Wie ist dieser große Unterschied zu erklären? "Nun, ganz einfach", sagte der zuständige Brüsseler Regionalminister Alain Maron in der RTBF. In der Region Brüssel wurden sehr viele Menschen geimpft, die gar nicht in der Hauptstadt ansässig sind. Das gilt erstmal für die Mitarbeiter von internationalen Institutionen wie der EU. Die Menschen leben zwar in Brüssel, ihr Erstwohnsitz ist aber oft anderswo.
Pflegepersonal
Eine noch viel größere Gruppe ist das Pflegepersonal. Die Hälfte der Beschäftigten in den Brüsseler Krankenhäusern wohnt nicht in Brüssel. Geimpft wurden sie dennoch in der Hauptstadt. Gleiches gilt für viele Mitarbeiter der Wohn- und Pflegezentren oder aus dem Sozialsektor. Insgesamt sprechen wir hier von 65.000 Impfdosen, sagt Regionalminister Alain Maron.

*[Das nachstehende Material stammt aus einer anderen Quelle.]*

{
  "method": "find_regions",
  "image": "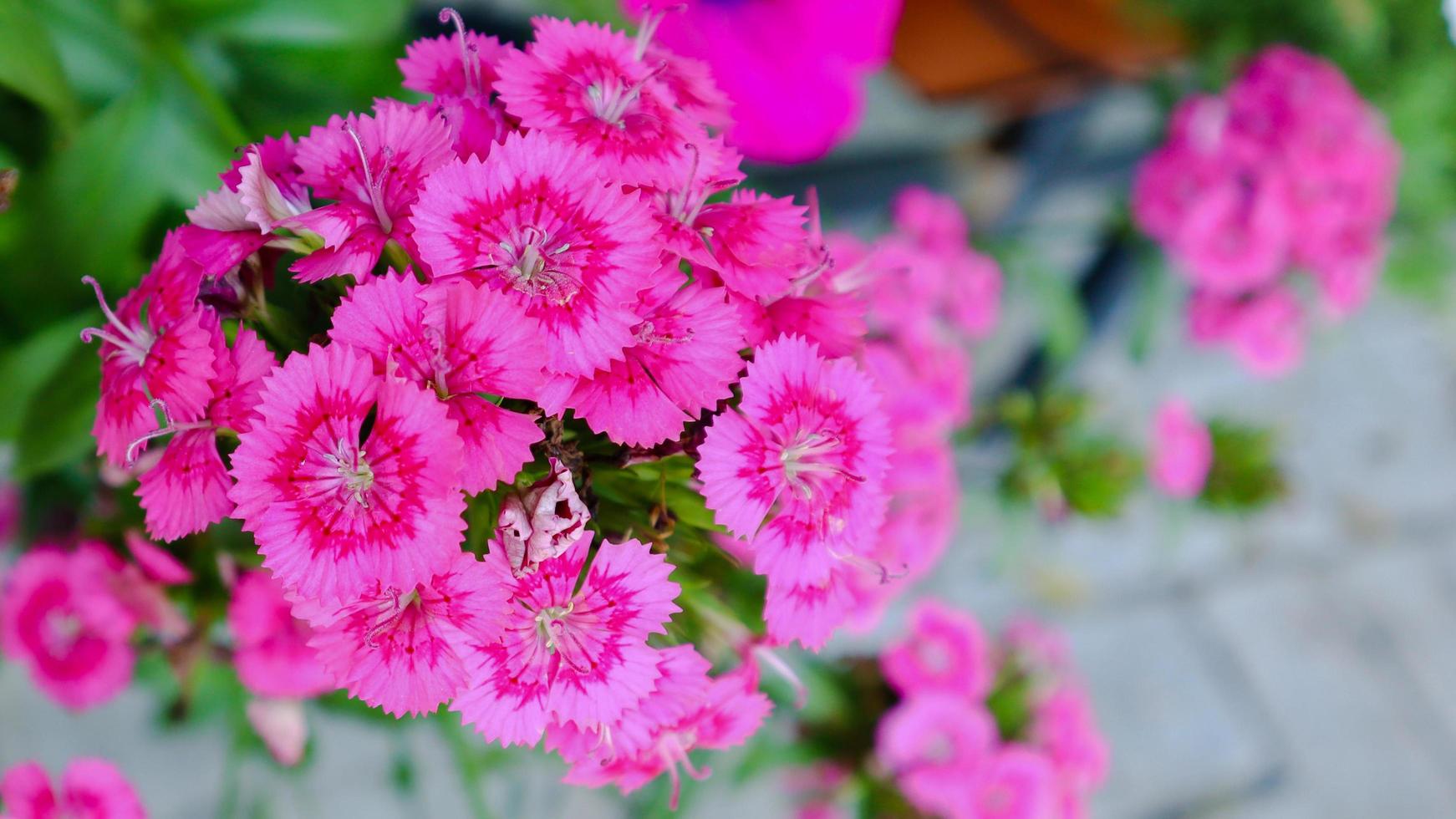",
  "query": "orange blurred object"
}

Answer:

65.000 Impfdosen, das entspricht in etwa einem Fünftel der Chargen, die der Region Brüssel bislang zugeteilt wurden. Das ist auch ein nennenswerter Faktor. Und indem man Bürger aus Flandern und der Wallonie geimpft hat, hat man die Impf-Statistik dieser Regionen noch verbessert, weil Sciensano eben die Geimpften ihrem Wohnsitz zuordnet und nicht dem Ort, wo sie geimpft wurden.
Impfbereitschaft
Im Grunde zeige das nur, wie absurd, um nicht zu sagen unaufrichtig der "Wettbewerb" ist, den die flämische Regierung da offensichtlich vom Zaun brechen will, schrieb am Dienstag denn auch schon sinngemäß die Zeitung Le Soir. Was nicht heißen soll, dass es in Brüssel nicht doch ein Problem gäbe, räumte Alain Maron in der RTBF freimütig ein. In den Priorisierungsgruppen, also vor allem bei den älteren Menschen, kann man durchaus feststellen, dass die Impfquote in Flandern wesentlich höher liegt als in Brüssel.

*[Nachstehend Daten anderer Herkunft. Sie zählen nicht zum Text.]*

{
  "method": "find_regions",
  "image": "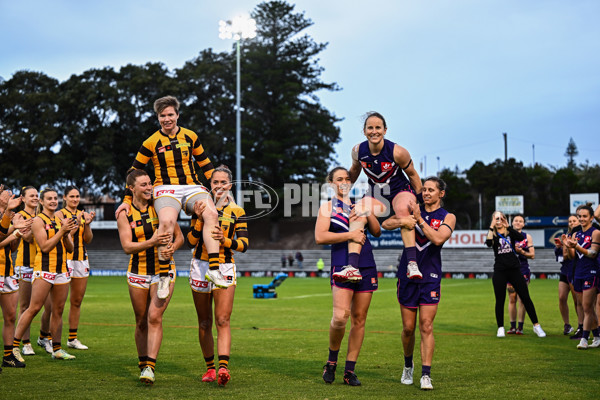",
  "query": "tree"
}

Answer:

In Flandern ist die Impfquote wirklich außergewöhnlich gut: Dort haben sich bis zu 95 Prozent der Über-75-Jährigen impfen lassen. In Brüssel sind es gerade mal 70 Prozent. Die Wallonie bewegt sich übrigens bei um die 75 Prozent.
Der Grund: Es gibt das Phänomen der Impfgegner und das ist im frankophonen Landesteil ausgeprägter als in Flandern. Das sei aber längst nicht die einzige Erklärung, sagte Céline Nieuwenhuys, Generalsekretärin des Verbandes der privaten Sozialdienstleister, FdSS, in der RTBF.
Soziale Unterschiede
"Wir sehen hier auch einen direkten Zusammenhang mit der sozialen Situation der Betroffenen. In gewissen Bevölkerungsgruppen ist die 'digitale Kompetenz' sehr dürftig. Die Menschen haben oft keinen Zugang zum Internet.", so Nieuwenhuys.
Hinzu kommen Verständnisprobleme. Die Sozialdienste und auch die Ärztehäuser berichten von sehr vielen Menschen, die mit der Impfeinladung vorstellig werden und nicht wissen, was sie damit anstellen sollen.
Diese Probleme werden regelrecht sichtbar, wenn man sich die Impfquote in Brüssel je nach Gemeinde anschaut. Beispiel: In Woluwe-Saint-Pierre, in Watermael-Boitsford oder in Auderghem haben 80 Prozent der Über-65-Jährigen mindestens eine Impfdosis erhalten. In Saint-Josse ist es gerade mal die Hälfte.
Im Großen und Ganzen kann man sagen: Die Impfquote ist gut im Osten und im Süden der Hauptstadt. Und genau dort wohnen - nicht ganz zufällig - auch die finanziell besser gestellten Bevölkerungsgruppen.
Neben den Lebensumständen spielen auch andere Faktoren eine Rolle. So ist es zum Beispiel so, dass innerhalb der türkischstämmigen Gemeinschaft sechs von zehn Menschen der Impfung skeptisch bis ablehnend gegenüberstehen. Und auch der Fastenmonat Ramadan sorgt dafür, dass die muslimischen Bürger, zumindest im Moment, nicht unbedingt gleich an die Impfung denken.
Die Brüsseler Verantwortlichen arbeiten jedenfalls unter Hochdruck an dem Problem. Man setze alle Hebel in Bewegung, um auf die Menschen und auf die verschiedenen Gemeinschaften zuzugehen, sie direkt anzusprechen und zu sensibilisieren, sagt Alain Maron.